Diario UNO de Mendoza (página 9), 13 de mayo de 2015
Panorama complejo, el oficialismo, con su versión más conservadora, pelea cabeza a cabeza con la alianza liderada por los radicales, que sumó a sus filas como aliados a gansos y neoliberales. Desde ambos bandos ven casi imposible sumar nuevos electores, pero sí el perder propios, por lo que la tercera fuerza, el Frente de Izquierda, se vuelve clave en el asunto.
Tras las PASO, para las elecciones que vienen no se pueden inventar nuevos partidos quitavotos, algo que las estrategias mazzonísticas dejaron bien enseñado en algunos de los que dibujan el futuro político de su provincia.
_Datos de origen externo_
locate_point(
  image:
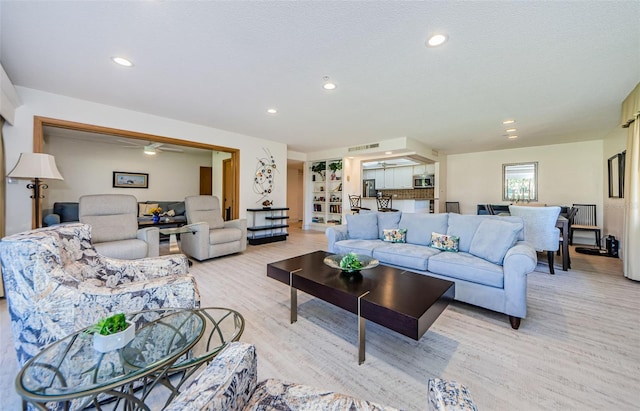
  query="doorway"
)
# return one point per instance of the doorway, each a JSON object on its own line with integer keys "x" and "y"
{"x": 111, "y": 133}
Hay un acuerdo entre los politólogos, y es que las elecciones las ganará al que se le vayan menos votantes al FIT. Tras el segundo lugar conseguido por Del Caño en Ciudad, el mapa electoral y táctico cambió definitivamente.
Y así fue que alguien especuló en voz alta, y con encuestas en la mano, de que muchos votantes que apoyaron al Frente Para la Victoria en las PASO ahora se volcarían por el FIT, a lo que el mismísimo gobernador, Francisco Pérez, retrucó –afirmando esa especulación– al agregarle en su análisis que serían también muchos votos radicales lo que se mudarían para la boleta que lidera Noelia Barbeito.